Artesonraju Glacier is a 3.3 km long glacier in the Cordillera Blanca of Peru drains west from Nevado Artesonraju.Updated July 2015 at
The glacier feeds both Lake Artesonraju, a new lake that formed after 1930 and Lago Paron. The two lakes are dammed by glacier moraines and together have posed a hazard of a glacier dammed lake outburst. In 1951 an outburst of water and alluvium traveled from the upper Artesonraju Lake into Lago Paron, raising the water level in Paron causing downstream flooding and concern about the strength of its moraine dam.
There are numerous moraine dammed lakes in Peru, the dams are just comprised of gravel, sand and clay dumped by the glacier. High water levels caused by upstream floods, avalanches or landslides can cause failure of these moraine dams and down stream flood damage prompted the Peruvian government to develop a strategy to address the problem. They began in the by building tunnels, concrete pipes, through the moraine to allow drainage to a safe level, they then rebuilt the moraine over the drainage system and strengthened it. Since development these systems have worked preventing serious flood issues from the lakes. At Lago Paron a hydropower project has been built that is fed by the tunnel drainage system and Lago Paron has been partially drained to service the hydropower facilities needs. The hydropower faility is owned by Egenor, owned largely by Duke Energy. The lake level has declined substantially by 2003 as the trimline indicates in the image above. This had led to a battle over water resources with local farmers. This Artesonraju Glacier that is the principal feeder to the two lakes retreated 1140 meters from 1932-1987 and by 2004 had retreated another 200 meters. From 2003 to 2013 the glacier continued to retreat and the terminus to narrow. An expanding lake at the terminus is evident in the Google Earth images of 2003 and 2012, pink arrow. A melt pond has also drained at the yellow arrow as the glacier thinned.
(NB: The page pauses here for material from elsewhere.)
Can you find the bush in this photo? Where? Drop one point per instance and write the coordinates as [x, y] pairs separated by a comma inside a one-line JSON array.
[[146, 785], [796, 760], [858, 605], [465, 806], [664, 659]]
In the 2013 Landsat image the terminus has further narrowed.
2003 Google Earth image
2012 Google Earth image
2013 Landsat Image
This is 30% of its length gone in the last 75 years.The lower section of the glacier is flat, uncrevassed and is continuing to thin and melt. The upper reaches of the glacier are heavily crevassed indicating continued vigorous flow fed by healthy accumulation on the flanks of Nevado Artesonraju and Nevado Piramide. The equilibrium line of this glacier is at 5150 m, investigations by the Tropical Glaciology Group, Innsbruck, Austria and Hydrology Resources and Glaciology group in Huarez, Peru. In 2005, the surface on many parts of the flat tongue showed that sublimation is important to the mass balance when short wave radiation is limited, and short wave radiation dominates melting during the day.
A new book by Mark Carey, In the Shadow of Melting Glaciers, examines the history of the impact of these glaciers on Andes towns in the Cordillera Blanca.